- eToro is a retail-investing app with aspects of social media and networking.
- Its says its app has more than 32 million users who can invest and trade thousands of assets.
- Its US CEO, Lule Demmissie, is looking to integrate generative AI for employees and users.
- This story is part of "What's Next?," a series where we ask CEOs of prominent companies across industries about how rapidly evolving trends influence their approach to leadership.
Generative AI is becoming one of the hottest commodities on Wall Street, and the social-investing fintech eToro is betting on the tech to improve internal processes and customer-facing products.
Since ChatGPT's splashy debut in November 2022, generative AI has captured people's and corporations' imaginations.
Generative AI is a subset of AI designed to ingest copious amounts of information and create new content. The underlying models, called large language models, can form something new from written prompts. Generative AI has created things as diverse as screenplays, recipes, and romantic partners.
Finance, an industry that runs on data, has been exploring ways to leverage generative AI. At the retail-investing fintech eToro, work is underway to see how generative AI can be deployed to employees and customers.
"As you can imagine, having 32 million registered users and 3 million account holders globally means you got a lot of data. And as you know, AI is a hungry beast that needs data," Lule Demmissie, eToro's US CEO, told Insider. "So it's a natural thing for us to evolve our intellectual property that really runs our Copy investor program to also have AI as part of its DNA."
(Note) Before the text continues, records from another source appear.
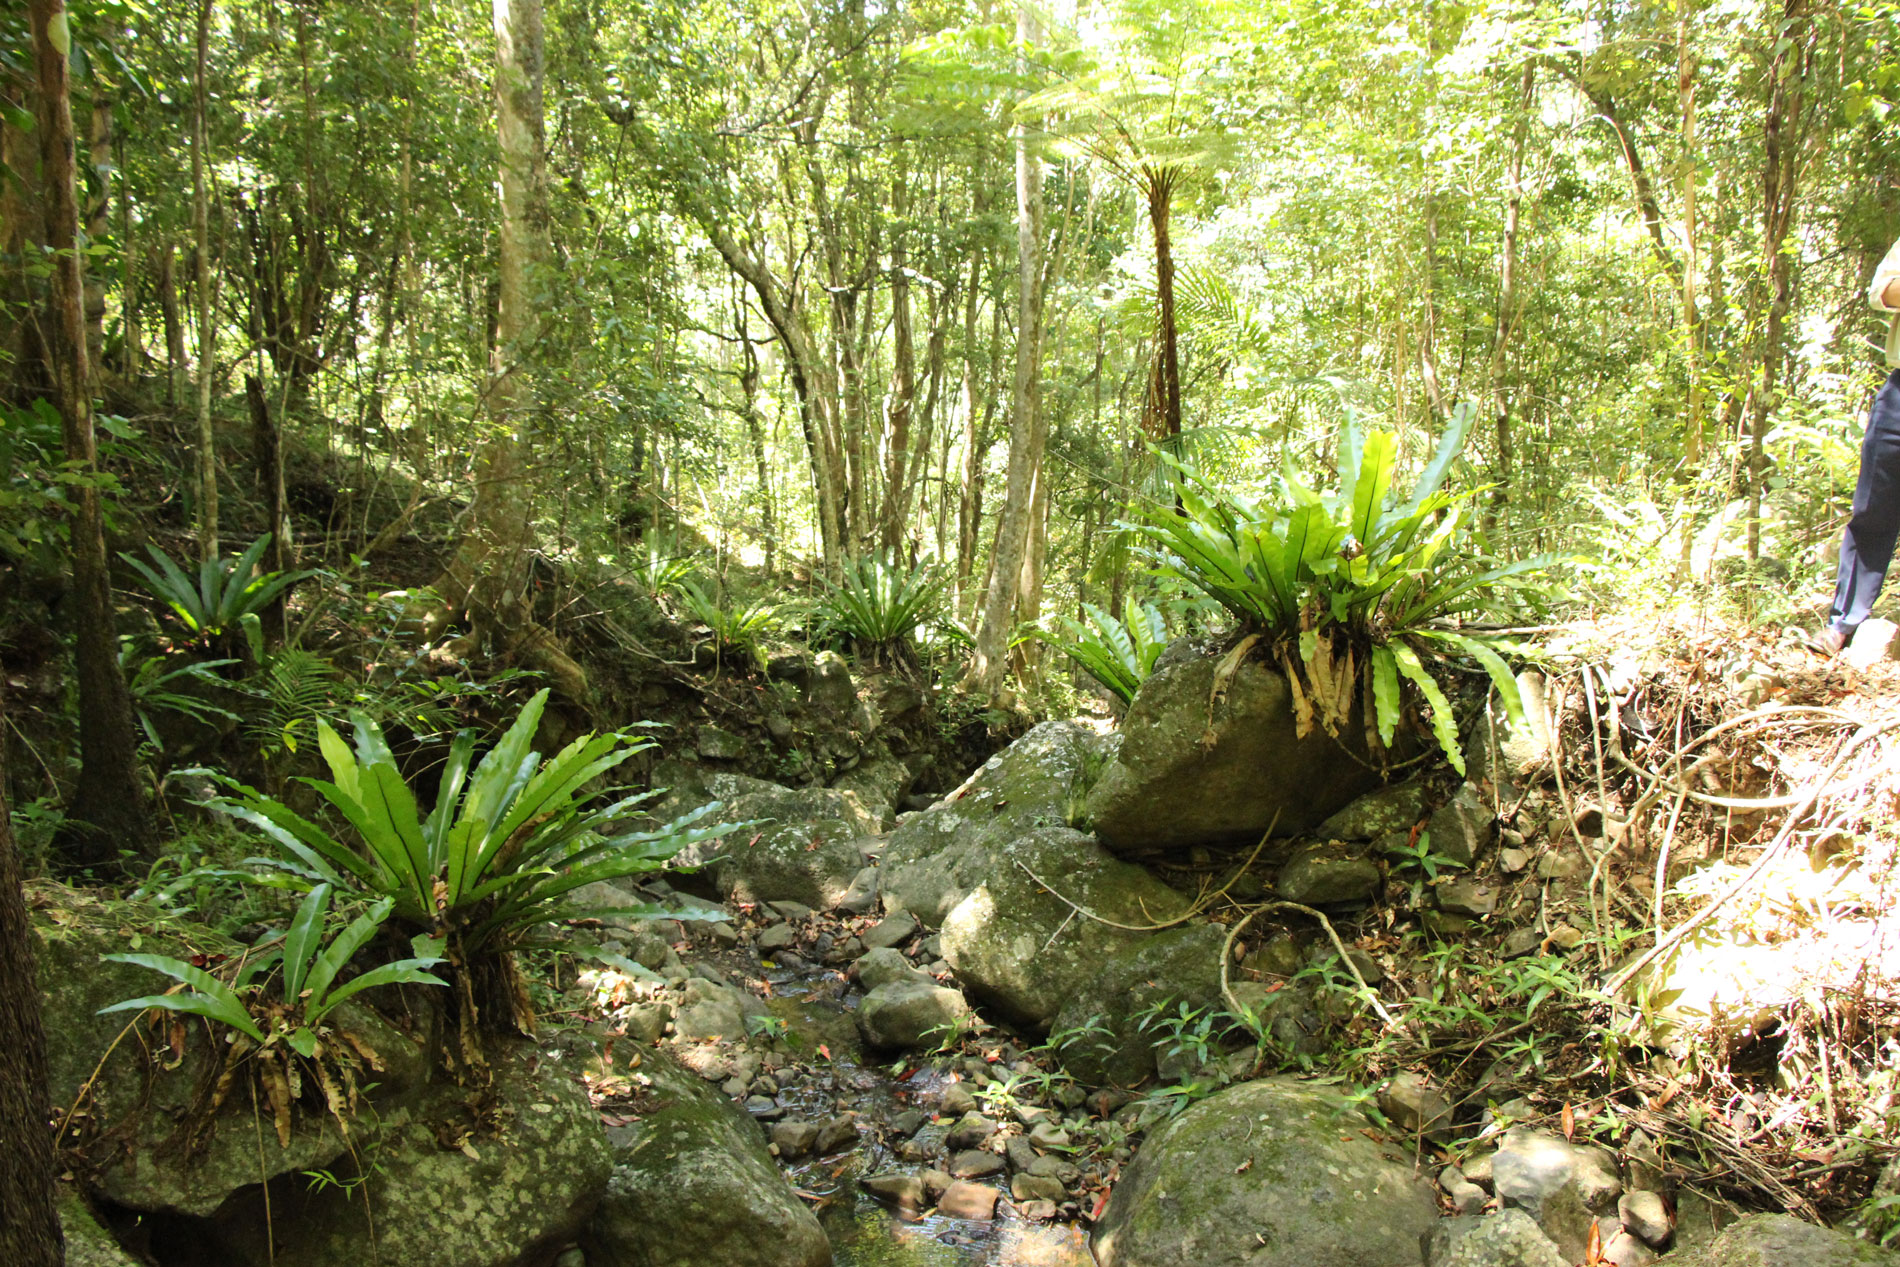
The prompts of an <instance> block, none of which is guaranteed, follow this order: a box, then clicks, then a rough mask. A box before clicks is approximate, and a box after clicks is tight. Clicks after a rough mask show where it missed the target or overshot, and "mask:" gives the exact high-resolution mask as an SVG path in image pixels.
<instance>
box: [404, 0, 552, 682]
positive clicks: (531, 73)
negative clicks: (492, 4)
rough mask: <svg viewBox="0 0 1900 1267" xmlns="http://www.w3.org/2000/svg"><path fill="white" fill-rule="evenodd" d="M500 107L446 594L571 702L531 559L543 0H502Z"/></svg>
mask: <svg viewBox="0 0 1900 1267" xmlns="http://www.w3.org/2000/svg"><path fill="white" fill-rule="evenodd" d="M494 38H496V80H494V89H496V116H498V122H500V123H498V125H500V141H502V180H500V184H502V232H500V237H502V262H500V283H502V285H500V310H498V315H496V338H494V363H492V378H490V384H488V431H486V439H485V441H483V444H481V448H479V450H477V456H475V498H473V501H471V503H469V513H467V530H466V534H464V538H462V545H460V549H458V551H456V557H454V560H452V562H450V564H448V570H447V572H445V574H443V577H441V579H439V581H437V591H439V593H441V595H443V598H445V600H447V602H448V606H450V608H454V610H466V612H467V615H469V623H471V625H473V627H475V633H477V634H479V636H483V638H486V640H488V642H490V646H496V648H500V650H502V652H505V653H515V655H519V657H521V659H523V661H526V663H528V665H532V667H534V669H540V671H542V672H545V674H549V678H551V680H553V682H555V686H557V690H561V693H562V695H566V697H568V699H570V701H576V703H583V701H585V699H587V674H585V671H583V669H581V667H580V665H578V663H574V659H572V657H570V655H566V653H564V652H562V650H561V646H559V642H557V640H555V636H553V633H551V631H547V629H543V627H542V625H538V623H536V621H534V606H532V600H530V579H532V577H530V558H532V549H534V481H532V475H530V471H528V439H526V435H528V431H530V429H532V418H534V412H536V399H534V389H532V369H534V357H536V353H538V350H536V342H538V338H540V323H538V319H536V315H534V291H536V287H534V281H536V272H538V270H540V268H542V266H543V264H545V260H547V251H549V245H547V243H549V207H547V148H545V131H543V112H542V74H543V70H545V65H547V49H545V42H543V25H542V0H494Z"/></svg>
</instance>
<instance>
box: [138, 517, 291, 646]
mask: <svg viewBox="0 0 1900 1267" xmlns="http://www.w3.org/2000/svg"><path fill="white" fill-rule="evenodd" d="M268 547H270V534H268V532H266V534H264V536H260V538H258V539H257V541H251V545H247V547H245V551H243V553H241V555H234V557H230V558H205V560H203V562H201V564H198V577H196V579H194V577H190V576H186V574H184V570H182V568H179V564H175V562H173V560H171V557H169V555H165V551H161V549H158V547H156V545H146V553H148V555H152V562H150V564H146V562H142V560H141V558H135V557H133V555H120V558H123V560H125V562H127V564H129V566H131V570H133V572H137V574H139V579H141V581H142V583H144V587H146V591H148V593H150V595H152V596H154V598H158V600H160V602H163V604H165V608H167V610H169V614H171V617H173V621H175V623H177V625H179V627H180V629H182V631H184V634H186V642H213V640H218V638H224V636H226V634H230V633H234V631H237V629H243V631H245V638H247V640H249V642H251V648H253V652H257V650H258V648H260V646H262V633H260V629H258V614H260V612H262V610H264V608H268V606H270V604H272V602H276V600H277V598H279V596H281V595H283V593H285V591H287V589H291V587H293V585H296V583H298V581H302V579H308V577H312V576H315V572H308V570H306V572H262V574H260V572H257V564H258V560H262V558H264V551H266V549H268Z"/></svg>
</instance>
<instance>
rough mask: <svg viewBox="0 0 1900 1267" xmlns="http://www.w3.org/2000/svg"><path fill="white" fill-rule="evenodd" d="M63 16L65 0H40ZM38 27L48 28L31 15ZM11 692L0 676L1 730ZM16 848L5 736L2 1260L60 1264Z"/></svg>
mask: <svg viewBox="0 0 1900 1267" xmlns="http://www.w3.org/2000/svg"><path fill="white" fill-rule="evenodd" d="M40 8H47V9H53V11H55V13H59V17H65V13H63V11H61V0H36V6H34V9H36V11H34V17H40V13H38V9H40ZM34 27H36V32H38V30H44V27H40V23H34ZM4 733H6V699H4V684H0V735H4ZM19 885H21V866H19V849H17V845H15V842H13V817H11V813H10V807H8V796H6V743H4V741H0V1155H4V1157H6V1164H4V1166H0V1263H10V1267H61V1263H65V1261H66V1242H65V1235H63V1233H61V1227H59V1202H57V1197H55V1189H53V1174H55V1172H53V1132H51V1126H49V1121H51V1104H49V1096H47V1088H46V1026H44V1024H42V1020H40V978H38V974H36V973H34V959H32V925H30V923H28V919H27V895H25V893H21V887H19Z"/></svg>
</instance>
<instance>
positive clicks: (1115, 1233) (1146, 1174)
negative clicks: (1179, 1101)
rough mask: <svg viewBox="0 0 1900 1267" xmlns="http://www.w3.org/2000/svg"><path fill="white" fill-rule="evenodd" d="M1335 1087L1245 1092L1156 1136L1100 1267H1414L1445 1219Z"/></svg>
mask: <svg viewBox="0 0 1900 1267" xmlns="http://www.w3.org/2000/svg"><path fill="white" fill-rule="evenodd" d="M1364 1121H1366V1119H1364V1117H1362V1115H1359V1111H1357V1109H1355V1107H1353V1106H1351V1104H1349V1102H1347V1100H1345V1098H1343V1096H1341V1094H1340V1092H1336V1090H1332V1088H1326V1087H1319V1085H1313V1083H1296V1081H1292V1079H1281V1077H1275V1079H1262V1081H1258V1083H1241V1085H1237V1087H1229V1088H1227V1090H1224V1092H1220V1094H1216V1096H1210V1098H1208V1100H1203V1102H1201V1104H1197V1106H1193V1107H1189V1109H1186V1111H1184V1113H1182V1115H1180V1117H1176V1119H1174V1121H1170V1123H1169V1125H1165V1126H1163V1128H1159V1130H1157V1132H1153V1134H1151V1136H1150V1138H1148V1142H1146V1144H1144V1145H1142V1151H1140V1153H1136V1157H1134V1164H1131V1166H1129V1170H1127V1174H1123V1178H1121V1182H1119V1183H1117V1185H1115V1191H1113V1195H1112V1197H1110V1201H1108V1208H1106V1210H1104V1212H1102V1220H1100V1221H1098V1223H1096V1227H1094V1237H1093V1240H1091V1244H1093V1248H1094V1256H1096V1261H1098V1263H1100V1265H1102V1267H1178V1265H1180V1263H1195V1267H1243V1265H1245V1267H1416V1263H1417V1261H1419V1237H1421V1235H1423V1233H1429V1231H1431V1227H1433V1223H1435V1221H1436V1218H1438V1204H1436V1201H1435V1199H1433V1189H1431V1183H1429V1182H1425V1180H1419V1178H1416V1176H1414V1174H1412V1163H1410V1159H1406V1157H1402V1155H1400V1153H1398V1149H1397V1147H1391V1145H1379V1144H1374V1142H1372V1140H1368V1138H1366V1134H1364V1132H1362V1130H1360V1128H1362V1126H1364Z"/></svg>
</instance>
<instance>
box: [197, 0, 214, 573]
mask: <svg viewBox="0 0 1900 1267" xmlns="http://www.w3.org/2000/svg"><path fill="white" fill-rule="evenodd" d="M209 42H211V0H199V6H198V57H196V61H194V63H192V65H194V72H192V84H194V104H192V236H194V239H196V241H198V555H199V558H217V555H218V448H217V433H215V431H213V427H211V374H213V372H215V363H217V325H215V323H213V315H215V313H213V308H211V198H209V194H207V190H205V148H207V144H209V142H207V139H205V112H207V87H205V59H207V49H209Z"/></svg>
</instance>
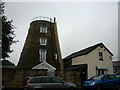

Demmissie was referring to CopyTrader, eToro's product designed to let users see other people's positions in a social-media-like feed with the option to track and replicate an individual's investing strategies. The company declined to disclose how many investors use CopyTrader.
The fintech said it was experimenting with adding generative AI so users could slice and dice the information in the social feed more deeply and creatively, such as asking to combine two users' portfolios or seeing how many users have large positions in bitcoin.
eToro is looking at generative AI to speed up some employees' workflows
eToro says employees can expect to benefit from generative AI as well: The fintech's looking at ways to deploy generative AI in its marketing and compliance departments.
In marketing, eToro is testing using AI to translate written content into different languages. Demmissie said that because the company operates in 100 markets, translating marketing materials is "incredibly expensive and complicated when you do that on a manual basis."
In compliance, eToro is exploring ways to present certain disclosures in a fun or interesting way. Demmissie said the fintech had fed "very serious" disclosures subject to Financial Industry Regulatory Authority rules into ChatGPT and asked the AI to make the disclosures sound Shakespearean or like a professor while adhering to regulations.
"Disclosures are boring and dry, and they're important for users to actually understand, so if you have this fun and interesting way of actually communicating these things, it could be an effective way to make sure people pay attention," Demmissie added.
The company said that while it hadn't turned these use cases into products, it was evaluating which generative-AI applications to pursue.
Using generative AI with guardrails
As the company thinks about opportunities that come with generative AI, it can't ignore the risks.
Demmissie said that opening up to generative AI may take a mindset shift, adding that because the tech "is essentially starting to think on its own," mitigating risks would be more about setting up guardrails than controlling the technology.
Demmissie said she was also aware of the models' shortfalls and biases and the moral hazards of dealing with those. For instance, during the disclosures experiment, eToro asked ChatGPT to present the disclosures in a rap.
"The rapper one was terrible! It in no way feels like authentic rap," Demmissie said. "So that sounds superficial, but it's really important that the maker's table culturally includes other people so that people are not left out culturally of the ecosystem."
She added: "I think that's going to be the challenge, because AI will shape our mental framework, it'll shape our narrative, what we feel about ourselves. If the makers don't have all of us, our users, around the table influencing both tone and substance, it's very dangerous."